From Publishers Weekly
This is a very personal memoir by a career foreign-service officer, who has also served as head of the Warsaw-based Office of Democratic Institutions and Human Rights rule of law programs, which helped set up new constitutions and judicial systems in the region. He has traveled in, and writes about, the entire belt of former Soviet satellites, or provinces, in eastern Europe and the Caucasus. For the most part, though, he concentrates on Poland. Generally, his views are upbeat and optimistic about the future of these new states. However, he does not spare the confusion, corruption, and disorganization in many areas. For example, crime in Warsaw is rampant, and the young police force, purged of communists, barely able to cope. In Ukraine, a potentially rich country, the economy is in a shambles. Farther south, in the Caucasian and central Asian states, some of which are still part of Russia, the situation is even worse, as in Kazakhstan, where the minimum wage is just $7 a month. Justice in some of these new countries has become atavistically brutal if Quinn's examples are anything to go by. Quinn, one of the first noncombatants to enter the Chechen Republic and the editor of The Federalist Papers Reader, is a cogent observer of the area. If the book has any weakness, it is in the tendency to jump around geographically. 15 b&w photographs.
Copyright 1998 Reed Business Information, Inc.
From Library Journal
In 1993, Quinn, an American career foreign service officer, began a two-year stint as head of the Rule of Law Programs in Warsaw. His task was to assist the nations of Eastern Europe with constitutional and judicial reforms, but he quickly became bogged down in the bureaucratic frustrations of everyday life in the former communist states.

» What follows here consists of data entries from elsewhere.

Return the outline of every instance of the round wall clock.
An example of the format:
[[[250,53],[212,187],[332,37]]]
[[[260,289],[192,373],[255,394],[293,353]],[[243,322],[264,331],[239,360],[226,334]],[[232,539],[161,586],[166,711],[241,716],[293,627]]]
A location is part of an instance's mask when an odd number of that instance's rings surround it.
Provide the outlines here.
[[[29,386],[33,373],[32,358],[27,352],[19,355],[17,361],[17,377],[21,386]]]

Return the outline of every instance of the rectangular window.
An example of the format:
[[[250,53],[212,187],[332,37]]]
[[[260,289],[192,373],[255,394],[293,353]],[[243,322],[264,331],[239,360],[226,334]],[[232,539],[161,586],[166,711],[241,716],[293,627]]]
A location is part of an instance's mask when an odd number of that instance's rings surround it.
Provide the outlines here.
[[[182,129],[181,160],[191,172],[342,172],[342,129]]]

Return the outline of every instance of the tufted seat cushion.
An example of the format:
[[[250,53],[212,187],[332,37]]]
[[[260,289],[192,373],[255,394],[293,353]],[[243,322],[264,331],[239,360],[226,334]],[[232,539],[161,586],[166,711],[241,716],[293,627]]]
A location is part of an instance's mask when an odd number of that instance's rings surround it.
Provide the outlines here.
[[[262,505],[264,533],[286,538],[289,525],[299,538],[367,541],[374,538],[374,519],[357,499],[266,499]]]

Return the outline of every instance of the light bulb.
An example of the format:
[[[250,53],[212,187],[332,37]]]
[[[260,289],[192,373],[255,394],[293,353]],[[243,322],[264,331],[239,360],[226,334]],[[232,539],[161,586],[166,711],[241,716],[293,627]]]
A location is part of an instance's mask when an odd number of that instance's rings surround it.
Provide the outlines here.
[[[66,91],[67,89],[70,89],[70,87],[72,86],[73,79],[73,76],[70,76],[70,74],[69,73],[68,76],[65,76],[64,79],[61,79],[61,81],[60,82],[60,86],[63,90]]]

His book is an episodic account of his travels and meetings, told in a diary format that creates a revealing sociological ethnography of those emerging nations. Although Quinn devotes many pages to the transitional struggles in Moldova, Georgia, Albania, and the embattled Chechen Republic, his observations of life in Poland are the most telling. Polish crime and corruption dominate his reports, yet there is an optimism among the people that he finds contagious. A valuable addition to the literature of postcommunist Europe; highly recommended for most libraries.?Thomas A. Karel, Franklin & Marshall Coll. Lib., Lancaster, Pa.